Near as I can figure you've been hitting the bottle at 2 in the afternoon. I try to wait until 5 most days.\\/

FYI 2 of my 3 kids are over !8 and both thanked me during private moments for the way I brought them up. The third is only 9 years old so we will have to wait and see his thoughts. Hopefully I might make it until he is 18.

Speaking of rocks, after reading your post, I'm guessing someone hit you on the head with one.


----------



## Lee H Sternberg (Jan 27, 2008)

maggie fraser said:


> Ok Ok, what's this all about, it's not sounding very poetic you know ! Would you like to try again ??


It might take a while for him to clear out the fog!:???:#-o


----------



## Randy Allen (Apr 18, 2008)

Try again? 

If my words did glow like the gold of sunshine....
and my tune were played on the harp unstrung........
would you hear my voice come through the music?......

Would you hold it close? As if your own?

The original here: http://www.youtube.com/watch?v=lVdTQ3OPtGY



As for me, I've said my piece to lee whatever his name is. 
I know what he stands for.
Randy


----------



## Randy Allen (Apr 18, 2008)

Well well, look who came out from under his rock but lee whatever his name is.

Go ahead heave your big chest out. Show us how big you are. 
What's your vice Mr. big?
You missed on your first try with mine.


----------



## Lee H Sternberg (Jan 27, 2008)

Randy Allen said:


> Try again?
> 
> If my words did glow like the gold of sunshine....
> and my tune were played on the harp unstrung........
> ...


Now I get it. You're upset over the size of your "piece".#-o


----------



## Randy Allen (Apr 18, 2008)

Poor lee, piece envy is a terrible thing.
Most grow out of that though.
What happened lee? Mamma didn't tell you what a big boy you were?


----------



## Doug Zaga (Mar 28, 2010)

Randy Allen said:


> Poor lee, piece envy is a terrible thing.
> Most grow out of that though.
> What happened lee? Mamma didn't tell you what a big boy you were?


Dude grow up and stop picking on the old guys...sorry Lee!


----------



## Randy Allen (Apr 18, 2008)

Doug,
If he's so old, then it's about time he grows up.


----------



## Connie Sutherland (Mar 27, 2006)

I have a strong feeling that there's an identification error happening here.

I will be happy to close this and/or edit posts if that's the case.


----------



## Skip Morgart (Dec 19, 2008)

The shortest poem ever:

Title: Fleas

Adam had 'em.


----------



## Doug Zaga (Mar 28, 2010)

Connie Sutherland said:


> I have a strong feeling that there's an identification error happening here.

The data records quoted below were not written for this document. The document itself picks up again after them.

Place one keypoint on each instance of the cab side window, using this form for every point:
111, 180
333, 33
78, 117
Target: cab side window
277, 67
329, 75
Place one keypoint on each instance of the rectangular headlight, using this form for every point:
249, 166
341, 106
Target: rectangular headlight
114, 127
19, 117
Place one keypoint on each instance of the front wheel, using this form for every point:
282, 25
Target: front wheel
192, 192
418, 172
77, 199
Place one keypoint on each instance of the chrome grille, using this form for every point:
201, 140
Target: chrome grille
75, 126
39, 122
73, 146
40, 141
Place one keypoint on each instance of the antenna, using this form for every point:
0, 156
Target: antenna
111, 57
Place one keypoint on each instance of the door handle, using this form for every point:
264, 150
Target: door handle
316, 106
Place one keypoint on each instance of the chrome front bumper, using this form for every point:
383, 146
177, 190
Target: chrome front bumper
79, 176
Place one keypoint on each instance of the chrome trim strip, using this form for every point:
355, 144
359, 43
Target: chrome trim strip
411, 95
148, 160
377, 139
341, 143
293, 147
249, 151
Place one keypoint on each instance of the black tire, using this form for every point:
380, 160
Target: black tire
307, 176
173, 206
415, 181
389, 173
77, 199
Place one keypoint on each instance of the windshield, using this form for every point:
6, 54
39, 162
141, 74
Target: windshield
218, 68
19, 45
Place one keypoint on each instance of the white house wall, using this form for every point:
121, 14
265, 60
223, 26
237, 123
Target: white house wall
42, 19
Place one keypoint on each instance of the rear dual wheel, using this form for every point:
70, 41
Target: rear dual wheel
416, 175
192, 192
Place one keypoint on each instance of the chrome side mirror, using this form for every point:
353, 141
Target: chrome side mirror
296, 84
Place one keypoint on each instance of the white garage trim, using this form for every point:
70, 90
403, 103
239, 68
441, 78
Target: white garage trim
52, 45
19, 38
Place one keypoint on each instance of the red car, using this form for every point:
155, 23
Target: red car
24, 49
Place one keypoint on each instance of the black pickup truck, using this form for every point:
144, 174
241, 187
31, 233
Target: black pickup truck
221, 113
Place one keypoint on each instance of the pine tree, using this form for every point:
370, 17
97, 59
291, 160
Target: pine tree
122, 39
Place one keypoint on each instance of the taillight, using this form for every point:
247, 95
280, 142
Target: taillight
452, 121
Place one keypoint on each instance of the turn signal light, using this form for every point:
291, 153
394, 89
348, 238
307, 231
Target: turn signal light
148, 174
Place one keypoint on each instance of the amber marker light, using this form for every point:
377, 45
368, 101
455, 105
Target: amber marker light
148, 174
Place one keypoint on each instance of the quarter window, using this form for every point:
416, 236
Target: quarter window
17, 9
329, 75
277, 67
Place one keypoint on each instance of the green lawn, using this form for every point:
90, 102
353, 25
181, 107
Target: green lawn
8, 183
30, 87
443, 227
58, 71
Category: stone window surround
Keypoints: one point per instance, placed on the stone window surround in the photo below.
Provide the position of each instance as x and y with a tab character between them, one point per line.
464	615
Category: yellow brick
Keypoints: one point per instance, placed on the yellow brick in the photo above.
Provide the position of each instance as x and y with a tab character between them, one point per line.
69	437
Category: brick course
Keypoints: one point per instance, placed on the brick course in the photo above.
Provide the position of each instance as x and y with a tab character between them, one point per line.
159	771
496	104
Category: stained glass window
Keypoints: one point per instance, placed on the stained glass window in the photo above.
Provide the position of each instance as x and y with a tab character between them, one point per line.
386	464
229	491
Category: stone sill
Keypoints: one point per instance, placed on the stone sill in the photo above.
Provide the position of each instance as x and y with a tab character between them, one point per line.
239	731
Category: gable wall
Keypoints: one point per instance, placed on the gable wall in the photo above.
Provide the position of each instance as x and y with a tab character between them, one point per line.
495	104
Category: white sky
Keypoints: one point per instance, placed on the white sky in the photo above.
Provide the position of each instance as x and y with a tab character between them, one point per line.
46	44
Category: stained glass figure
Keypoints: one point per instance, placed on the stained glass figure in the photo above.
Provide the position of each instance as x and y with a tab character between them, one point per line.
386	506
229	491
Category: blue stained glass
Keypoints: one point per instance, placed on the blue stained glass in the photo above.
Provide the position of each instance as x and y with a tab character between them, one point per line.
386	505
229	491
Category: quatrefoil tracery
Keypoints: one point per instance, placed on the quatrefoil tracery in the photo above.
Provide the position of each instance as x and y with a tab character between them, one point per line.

You have a way about you Connie :-k


----------



## Lee H Sternberg (Jan 27, 2008)

Connie Sutherland said:


> I have a strong feeling that there's an identification error happening here.
> 
> I will be happy to close this and/or edit posts if that's the case.


I told you the natives were restless. We just didn't guess how restless!:-D

I've been dieing to open fire on the clown but then you will lock it up for sure.


----------



## Connie Sutherland (Mar 27, 2006)

Lee H Sternberg said:


> I told you the natives were restless. We just didn't guess how restless!:-D
> 
> I've been dieing to open fire on the clown but then you will lock it up for sure.



Having this very strong feeling that an error has happened, yes, I will close it. Thanks.


----------



## Connie Sutherland (Mar 27, 2006)

Skip Morgart said:


> The shortest poem ever:
> 
> Title: Fleas
> 
> Adam had 'em.



Ah. A poem to close with. :lol: 8)


----------